# Bring dogs to USA and Canada



## PeelBoy (Jul 5, 2008)

I am planning to bring my two pet dogs (13 lbs. and 4 lbs) from Toronto to a TS resort in South Lee.  Does anybody have any experience how to satisfy the custom and other offical requirements of both the US and Canada governments?  Is there any web site of both sides I can read to obtain more information?

Your input is highly appreciated.


----------



## falmouth3 (Jul 5, 2008)

A number of years ago I brought my dog across from Niagara Falls to Canada.  This was pre-9/11.  I called to see what documentation I needed and I couldn't really get a straight answer.  I brought her license and her rabies certificate.  She sat in the front seat of our pickup truck and we were amazed!  In both countries, the customs/immigration agents asked us some questions about her, such as what kind of dog is she, how old is she, and didn't ask us any questions about her "legal" status and they didn't ask us any questions about ourselves.  I'm sure things have tightened up since then. 
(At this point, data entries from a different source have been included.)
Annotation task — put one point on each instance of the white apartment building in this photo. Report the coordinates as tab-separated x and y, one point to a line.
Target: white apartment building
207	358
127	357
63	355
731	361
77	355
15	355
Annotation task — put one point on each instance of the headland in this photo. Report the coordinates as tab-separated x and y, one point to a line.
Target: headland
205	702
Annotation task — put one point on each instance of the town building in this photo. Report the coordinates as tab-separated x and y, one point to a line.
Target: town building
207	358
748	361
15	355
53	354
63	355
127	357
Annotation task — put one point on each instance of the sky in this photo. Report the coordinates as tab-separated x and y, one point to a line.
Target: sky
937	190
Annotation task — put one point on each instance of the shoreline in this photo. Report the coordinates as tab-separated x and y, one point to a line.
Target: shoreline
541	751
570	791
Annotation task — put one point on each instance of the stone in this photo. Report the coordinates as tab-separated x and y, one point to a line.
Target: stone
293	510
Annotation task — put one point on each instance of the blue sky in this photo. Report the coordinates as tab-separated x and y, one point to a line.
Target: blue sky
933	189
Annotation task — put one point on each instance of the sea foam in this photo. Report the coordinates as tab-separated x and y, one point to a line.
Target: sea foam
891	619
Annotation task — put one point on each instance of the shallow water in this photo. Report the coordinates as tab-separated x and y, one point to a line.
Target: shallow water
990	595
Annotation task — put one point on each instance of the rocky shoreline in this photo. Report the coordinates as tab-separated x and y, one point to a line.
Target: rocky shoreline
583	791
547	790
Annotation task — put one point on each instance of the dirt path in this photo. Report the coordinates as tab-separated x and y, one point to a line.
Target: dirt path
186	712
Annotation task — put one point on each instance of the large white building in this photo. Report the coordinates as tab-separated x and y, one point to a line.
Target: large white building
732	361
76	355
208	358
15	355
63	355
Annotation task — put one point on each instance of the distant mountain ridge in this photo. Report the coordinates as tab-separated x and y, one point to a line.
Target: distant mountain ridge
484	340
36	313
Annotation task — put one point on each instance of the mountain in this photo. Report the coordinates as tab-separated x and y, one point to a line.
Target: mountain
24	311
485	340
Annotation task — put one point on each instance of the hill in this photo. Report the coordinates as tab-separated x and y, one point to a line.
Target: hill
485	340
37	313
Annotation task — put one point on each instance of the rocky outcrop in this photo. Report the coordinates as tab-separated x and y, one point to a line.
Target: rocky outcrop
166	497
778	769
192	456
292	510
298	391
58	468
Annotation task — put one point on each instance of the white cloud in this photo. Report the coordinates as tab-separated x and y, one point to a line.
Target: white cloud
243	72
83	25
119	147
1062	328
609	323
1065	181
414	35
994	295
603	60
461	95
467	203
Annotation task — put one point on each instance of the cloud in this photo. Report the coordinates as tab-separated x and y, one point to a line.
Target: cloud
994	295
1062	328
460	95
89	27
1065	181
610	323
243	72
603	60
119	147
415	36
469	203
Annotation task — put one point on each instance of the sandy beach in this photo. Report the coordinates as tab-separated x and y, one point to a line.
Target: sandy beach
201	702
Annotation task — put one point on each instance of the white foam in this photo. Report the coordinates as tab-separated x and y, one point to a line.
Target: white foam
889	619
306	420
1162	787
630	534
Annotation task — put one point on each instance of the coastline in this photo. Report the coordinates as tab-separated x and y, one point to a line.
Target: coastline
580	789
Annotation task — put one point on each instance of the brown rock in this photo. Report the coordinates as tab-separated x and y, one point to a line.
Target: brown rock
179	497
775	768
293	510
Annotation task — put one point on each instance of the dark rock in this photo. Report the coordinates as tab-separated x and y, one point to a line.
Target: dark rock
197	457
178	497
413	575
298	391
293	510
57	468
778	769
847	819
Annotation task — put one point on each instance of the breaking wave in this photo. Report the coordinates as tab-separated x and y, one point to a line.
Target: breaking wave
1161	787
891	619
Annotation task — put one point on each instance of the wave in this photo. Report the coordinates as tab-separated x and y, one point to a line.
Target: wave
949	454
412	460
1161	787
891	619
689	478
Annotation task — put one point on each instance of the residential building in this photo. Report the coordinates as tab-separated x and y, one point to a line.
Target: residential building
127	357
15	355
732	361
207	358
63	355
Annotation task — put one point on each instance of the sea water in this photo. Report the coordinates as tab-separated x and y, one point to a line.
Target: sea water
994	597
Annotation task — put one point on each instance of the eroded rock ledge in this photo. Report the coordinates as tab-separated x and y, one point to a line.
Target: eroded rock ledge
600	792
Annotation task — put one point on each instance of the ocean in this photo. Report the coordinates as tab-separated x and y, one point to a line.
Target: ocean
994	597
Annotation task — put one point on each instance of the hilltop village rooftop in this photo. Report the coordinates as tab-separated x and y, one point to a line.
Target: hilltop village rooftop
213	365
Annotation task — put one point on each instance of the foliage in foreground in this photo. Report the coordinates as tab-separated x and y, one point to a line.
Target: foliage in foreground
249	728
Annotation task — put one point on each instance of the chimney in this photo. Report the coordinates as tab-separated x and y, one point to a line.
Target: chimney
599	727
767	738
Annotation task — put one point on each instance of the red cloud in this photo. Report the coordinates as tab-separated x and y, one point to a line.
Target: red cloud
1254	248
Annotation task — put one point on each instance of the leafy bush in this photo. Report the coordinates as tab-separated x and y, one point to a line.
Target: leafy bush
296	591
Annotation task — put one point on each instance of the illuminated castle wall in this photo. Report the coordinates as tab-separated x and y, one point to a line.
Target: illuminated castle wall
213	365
Have you done any searches on the internet?  In nothing else, you can get some phone numbers for the areas that you'll be crossing the borders.  Ask your questions of the agent on the phone and write up the answers and the agents names.  Or print out the pages that have the information on the internet.

Sue


----------



## Chrisky (Jul 5, 2008)

Here is the Canadian Border Services site which will help.http://www.cbsa-asfc.gc.ca/publications/pub/rc4161-eng.html#P021. It explains about getting vet certificates for each animal.


----------



## Linda74 (Aug 18, 2008)

We brought our Golden to Quebec on a few occasions and had her license and shot record but as previiously stated no one seemed to care about her.  This was, however, pre 911.


----------